Four more masterpieces from the early ’50s hail from the National Film Board of Canada, made largely by Norman McLaren for the Festival of Britain. Here’s the art and beauty of modernism: abstract shapes transform in a hallucinatory Technicolor whirl so dazzling (sometimes with electronic music), it would make us squirm at the crass commercialism of the earlier films if the Chrysler hadn’t been so lovely. Even in 2D, this is glorious and elevating.
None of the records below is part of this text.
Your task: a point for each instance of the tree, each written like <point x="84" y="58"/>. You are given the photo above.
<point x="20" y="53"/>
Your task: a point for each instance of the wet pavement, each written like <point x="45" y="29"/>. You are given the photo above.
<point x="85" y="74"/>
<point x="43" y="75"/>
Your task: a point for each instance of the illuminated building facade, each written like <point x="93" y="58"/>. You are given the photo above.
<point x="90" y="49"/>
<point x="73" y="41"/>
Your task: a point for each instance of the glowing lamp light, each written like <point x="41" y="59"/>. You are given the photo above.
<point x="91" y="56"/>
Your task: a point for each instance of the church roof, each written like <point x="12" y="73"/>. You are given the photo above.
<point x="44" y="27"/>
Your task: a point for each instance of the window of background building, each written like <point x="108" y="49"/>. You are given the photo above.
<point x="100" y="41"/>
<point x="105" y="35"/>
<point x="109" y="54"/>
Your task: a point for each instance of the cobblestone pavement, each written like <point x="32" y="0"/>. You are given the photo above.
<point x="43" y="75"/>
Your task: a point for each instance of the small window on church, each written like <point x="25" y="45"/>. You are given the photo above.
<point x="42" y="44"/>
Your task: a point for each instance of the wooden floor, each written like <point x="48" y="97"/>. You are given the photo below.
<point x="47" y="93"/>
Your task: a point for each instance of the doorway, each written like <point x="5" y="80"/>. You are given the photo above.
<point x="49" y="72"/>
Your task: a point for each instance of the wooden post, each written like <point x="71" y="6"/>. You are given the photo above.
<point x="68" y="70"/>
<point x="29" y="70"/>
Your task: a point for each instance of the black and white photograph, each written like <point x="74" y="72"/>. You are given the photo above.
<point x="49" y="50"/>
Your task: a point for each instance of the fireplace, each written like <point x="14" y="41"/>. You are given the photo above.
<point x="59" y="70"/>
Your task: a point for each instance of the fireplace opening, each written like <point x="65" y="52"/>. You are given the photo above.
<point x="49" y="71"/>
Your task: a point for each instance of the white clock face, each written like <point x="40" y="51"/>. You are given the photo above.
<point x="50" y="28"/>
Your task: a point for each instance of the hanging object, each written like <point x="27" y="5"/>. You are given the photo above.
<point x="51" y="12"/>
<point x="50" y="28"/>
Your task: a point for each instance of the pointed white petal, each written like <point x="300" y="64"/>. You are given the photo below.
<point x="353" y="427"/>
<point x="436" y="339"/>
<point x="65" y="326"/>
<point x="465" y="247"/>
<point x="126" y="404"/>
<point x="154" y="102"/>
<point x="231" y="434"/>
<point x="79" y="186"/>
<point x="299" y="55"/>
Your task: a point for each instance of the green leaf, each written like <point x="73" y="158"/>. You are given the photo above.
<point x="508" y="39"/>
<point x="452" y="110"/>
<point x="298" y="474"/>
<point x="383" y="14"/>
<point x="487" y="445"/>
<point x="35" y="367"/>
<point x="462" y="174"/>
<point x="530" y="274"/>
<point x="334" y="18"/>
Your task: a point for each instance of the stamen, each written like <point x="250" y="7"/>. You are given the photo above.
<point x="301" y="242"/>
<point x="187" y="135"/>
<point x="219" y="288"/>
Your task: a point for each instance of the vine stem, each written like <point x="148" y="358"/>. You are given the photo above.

The second half of the program dates from the 1950s and concentrates on Hollywood, although there’s also a newsreel of the controversial final championship bout between Rocky Marciano and Jersey Joe Walcott and the documentary Doom Town on an A-bomb test in Nevada. A self-promotional 3D short has a white-coated doctor explaining to Miss USA that 3D is “healthy and beneficial” while Lloyd Nolan smokes a cigarette: “You should leave the theatre with your eyes relaxed and refreshed as never before!”

Amidst trailers for mainstream films are a few items from Hollywood’s fringes, such as the leering burlesque short I’ll Sell My Shirt and the colorful stop-motion animation of The Adventures of Sam Space, a cheerfully violent and optimistic work similar to George Pal’s Puppetoons. It was inspired by View-Master stories of Sam Sawyer, two of which are included in the bonus material. Also putting 3D in space is the gorgeous Casper cartoon Boo Moon. 3D is consistently linked with what’s “modern” and “futuristic”: rail travel, technology, the World’s Fair, A-bombs, outer space.

Three of the selections offer informative commentary, and there’s an excellent booklet. Although it doesn’t go into detail on the evolution of processes (anaglyphic versus polarized, “Natural Vision” and dual-35mm projection) and offers little info on the personalities involved, what we have is a delightful mini-history of the early decades of stereoscopic cinema. Extras include 3D photo galleries (including comics) and a 1962 clip of 3D color footage shot by Francis Ford Coppola for insertion into the black and white German import The Bellboy and the Playgirls. Seeds of The Godfather aren’t detectable, yet Coppola has made the 3D Twixt decades later, so maybe those seeds are here.